Hal would grin with satisfaction, missing the stunned look on Will’s face. “See? Nice and tight. Tells the story without all the fol-de-rol. Go back and work on the rest of your stuff, keep it tight, just like that. Tight sells.”

Hal had worked this magic on my Davila story. The portrait of the whippet-like Davila, his cruelty and greed, had been reduced to a short businesslike article about the mechanics of illegally recruiting mercenaries, with only a hint that there was anything wrong with it. Tight. Telegraphic.

I went to Chaffin Wallace, the managing editor, a man who’d been a rip-snorting reporter in his day, but who now sat in a big glass-walled office and rocked and rocked in his chair, with a sort of chained smile on his face. Some of the older reporters called him “the caged lion.”

It hadn’t been Wallace’s idea to make Jacobine the city editor, but he was near the end of his career.And the editor-in-chief had wanted Jacobine.

“I don’t fight those battles anymore,” Wallace said.

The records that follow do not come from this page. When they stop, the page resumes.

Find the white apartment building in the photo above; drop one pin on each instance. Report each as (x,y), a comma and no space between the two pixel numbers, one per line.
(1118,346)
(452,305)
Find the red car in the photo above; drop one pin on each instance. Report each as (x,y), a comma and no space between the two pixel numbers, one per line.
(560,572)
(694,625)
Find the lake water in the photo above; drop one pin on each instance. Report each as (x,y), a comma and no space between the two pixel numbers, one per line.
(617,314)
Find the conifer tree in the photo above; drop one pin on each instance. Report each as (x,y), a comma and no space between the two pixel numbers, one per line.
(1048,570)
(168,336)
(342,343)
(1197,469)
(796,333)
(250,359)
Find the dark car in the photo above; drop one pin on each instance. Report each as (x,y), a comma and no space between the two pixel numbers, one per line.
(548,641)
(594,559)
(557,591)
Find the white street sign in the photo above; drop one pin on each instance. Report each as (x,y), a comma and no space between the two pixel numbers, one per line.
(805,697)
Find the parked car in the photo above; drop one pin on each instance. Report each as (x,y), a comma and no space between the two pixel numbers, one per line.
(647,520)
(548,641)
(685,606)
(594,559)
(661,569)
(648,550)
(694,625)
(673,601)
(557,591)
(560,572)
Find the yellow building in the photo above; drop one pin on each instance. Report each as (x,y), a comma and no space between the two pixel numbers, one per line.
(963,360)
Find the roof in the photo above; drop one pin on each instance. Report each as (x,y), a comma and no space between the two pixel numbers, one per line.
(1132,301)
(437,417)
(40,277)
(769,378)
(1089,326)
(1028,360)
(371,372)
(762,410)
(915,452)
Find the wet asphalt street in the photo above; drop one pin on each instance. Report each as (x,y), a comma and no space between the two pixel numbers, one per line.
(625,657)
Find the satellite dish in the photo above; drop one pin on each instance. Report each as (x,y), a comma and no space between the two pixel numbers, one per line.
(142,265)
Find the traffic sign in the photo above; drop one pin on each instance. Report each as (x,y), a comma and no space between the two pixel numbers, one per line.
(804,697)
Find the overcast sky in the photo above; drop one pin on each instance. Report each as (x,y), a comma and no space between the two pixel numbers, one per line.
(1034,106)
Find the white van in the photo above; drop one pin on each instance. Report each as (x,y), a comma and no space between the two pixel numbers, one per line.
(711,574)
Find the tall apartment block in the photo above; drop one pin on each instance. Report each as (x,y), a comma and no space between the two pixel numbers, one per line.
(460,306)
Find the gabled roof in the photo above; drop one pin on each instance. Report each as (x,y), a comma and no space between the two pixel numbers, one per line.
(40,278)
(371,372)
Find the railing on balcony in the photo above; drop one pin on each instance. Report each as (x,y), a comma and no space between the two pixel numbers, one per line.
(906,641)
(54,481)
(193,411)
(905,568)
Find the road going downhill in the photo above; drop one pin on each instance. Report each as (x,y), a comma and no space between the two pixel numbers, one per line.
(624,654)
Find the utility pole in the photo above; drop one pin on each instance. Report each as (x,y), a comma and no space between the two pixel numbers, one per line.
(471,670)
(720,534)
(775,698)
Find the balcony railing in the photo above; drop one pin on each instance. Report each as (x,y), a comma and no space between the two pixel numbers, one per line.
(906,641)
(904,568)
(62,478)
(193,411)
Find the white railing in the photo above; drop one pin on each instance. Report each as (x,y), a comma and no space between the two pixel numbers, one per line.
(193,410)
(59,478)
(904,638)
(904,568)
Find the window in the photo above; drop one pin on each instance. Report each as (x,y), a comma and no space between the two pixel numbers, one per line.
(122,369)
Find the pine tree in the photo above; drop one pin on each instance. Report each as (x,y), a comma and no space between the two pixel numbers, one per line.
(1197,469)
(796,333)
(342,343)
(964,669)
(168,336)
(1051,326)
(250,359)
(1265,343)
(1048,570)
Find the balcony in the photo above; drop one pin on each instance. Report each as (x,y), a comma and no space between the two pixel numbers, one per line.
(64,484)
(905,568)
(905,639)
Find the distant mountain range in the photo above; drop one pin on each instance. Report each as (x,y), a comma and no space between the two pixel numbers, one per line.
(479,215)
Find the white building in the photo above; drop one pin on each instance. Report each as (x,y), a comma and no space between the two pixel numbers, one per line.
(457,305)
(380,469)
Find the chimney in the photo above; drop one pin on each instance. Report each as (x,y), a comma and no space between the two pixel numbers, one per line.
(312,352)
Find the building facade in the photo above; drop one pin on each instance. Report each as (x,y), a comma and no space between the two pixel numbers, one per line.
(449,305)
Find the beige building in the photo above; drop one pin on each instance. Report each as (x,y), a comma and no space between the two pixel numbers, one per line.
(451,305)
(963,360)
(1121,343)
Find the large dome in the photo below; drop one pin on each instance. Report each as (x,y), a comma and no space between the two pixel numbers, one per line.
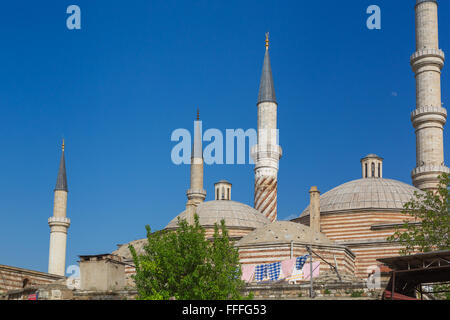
(236,215)
(280,232)
(368,193)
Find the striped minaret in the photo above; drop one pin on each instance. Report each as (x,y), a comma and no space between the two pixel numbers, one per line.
(196,194)
(267,152)
(429,117)
(59,223)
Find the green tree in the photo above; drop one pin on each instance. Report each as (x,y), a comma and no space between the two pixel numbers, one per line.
(185,265)
(431,211)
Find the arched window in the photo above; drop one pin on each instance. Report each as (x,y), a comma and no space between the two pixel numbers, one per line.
(25,282)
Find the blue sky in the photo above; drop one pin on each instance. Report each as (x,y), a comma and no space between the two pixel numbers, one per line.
(137,70)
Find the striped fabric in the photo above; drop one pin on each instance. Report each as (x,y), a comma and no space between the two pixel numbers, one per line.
(260,272)
(274,270)
(301,261)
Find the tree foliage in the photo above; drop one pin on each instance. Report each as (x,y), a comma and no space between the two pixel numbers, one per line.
(432,211)
(185,265)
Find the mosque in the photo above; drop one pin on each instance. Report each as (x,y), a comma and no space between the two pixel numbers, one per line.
(347,225)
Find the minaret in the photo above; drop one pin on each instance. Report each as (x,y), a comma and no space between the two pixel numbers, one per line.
(59,223)
(267,152)
(196,194)
(429,117)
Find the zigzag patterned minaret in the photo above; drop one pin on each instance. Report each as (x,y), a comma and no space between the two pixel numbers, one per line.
(59,223)
(429,116)
(267,152)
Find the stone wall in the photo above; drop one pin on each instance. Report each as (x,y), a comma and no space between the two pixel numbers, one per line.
(13,278)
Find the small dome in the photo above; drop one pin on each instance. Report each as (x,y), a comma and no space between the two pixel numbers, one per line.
(236,215)
(282,231)
(124,252)
(385,194)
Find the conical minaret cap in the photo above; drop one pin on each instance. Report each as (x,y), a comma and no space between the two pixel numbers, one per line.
(61,180)
(266,88)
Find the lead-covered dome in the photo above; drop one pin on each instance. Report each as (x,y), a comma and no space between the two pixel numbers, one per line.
(235,214)
(368,193)
(283,231)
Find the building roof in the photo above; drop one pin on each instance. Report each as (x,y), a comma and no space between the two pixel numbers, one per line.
(236,215)
(61,180)
(421,260)
(369,193)
(282,231)
(266,88)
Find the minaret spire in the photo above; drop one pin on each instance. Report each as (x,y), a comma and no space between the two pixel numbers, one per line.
(61,180)
(59,223)
(266,87)
(196,194)
(429,117)
(267,152)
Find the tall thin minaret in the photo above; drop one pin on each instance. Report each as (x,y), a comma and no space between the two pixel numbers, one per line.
(267,152)
(196,194)
(59,223)
(429,117)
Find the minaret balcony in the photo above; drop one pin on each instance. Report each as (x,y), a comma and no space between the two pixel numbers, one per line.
(59,221)
(259,151)
(428,56)
(428,114)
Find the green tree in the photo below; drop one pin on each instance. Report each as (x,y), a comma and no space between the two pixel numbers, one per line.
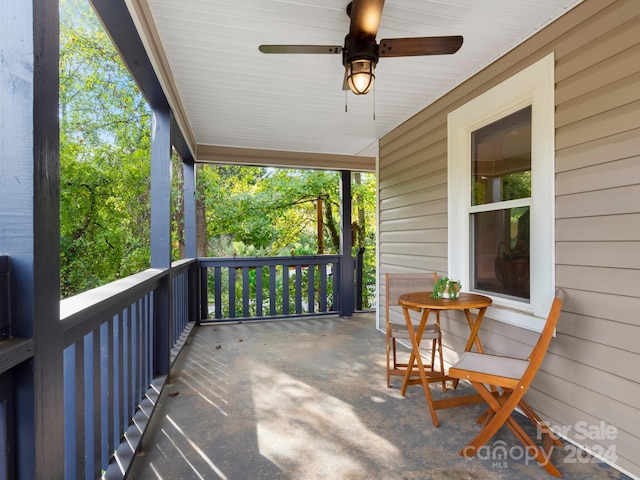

“I got it,” I said. “But I’m tired of risking my life for stories, only to see them spiked or chopped into wastebasket fodder. I’ve got a wall full of awards for writing, but I don’t think I’ll win another while working under these conditions.”
“Maybe not,” Wallace said, slowly rocking.

“I’d rather have a desk job.”

“Good decision,” he said. “Always room for a good editor. Secure too.”

So I became an editor, like a lot of other reporters did. As time passed, better editors came along, ones who knew how to let good reporters have their head. But I’d already turned to poetry and fiction, and creative writing in schools Sometimes I think about what I might have written, the stories I might have covered, if it hadn’t been for people like Hal, . Other times I say a prayer for Hal, who did the best he could, and left the newspaper much earlier than he wanted, looking like a sad teddy bear as he cleaned out his desk.

But mostlyI think of that hotel room in Anaheim, those three angry men, and the threat of death at midnight. There’s a regret for the stories not written, for the odd back-alley people I’ll never meet, and for the zest that comes with uncovering corruption and exposing it. I do what I canpass on tips to reporters, fingers itching to cover these stories myself.

These days, the only thing I’m doing at midnight is writing poetry– or watching old Clint Eastwood movies like “The Unforgiven.” It’s a film about an ice-cold killer who tries to go straight after he falls in love with a fine woman. But then the woman dies and the ice creeps back into his heart and his trigger finger starts curling . . . anyway, it’s a great movie. It brings back memories.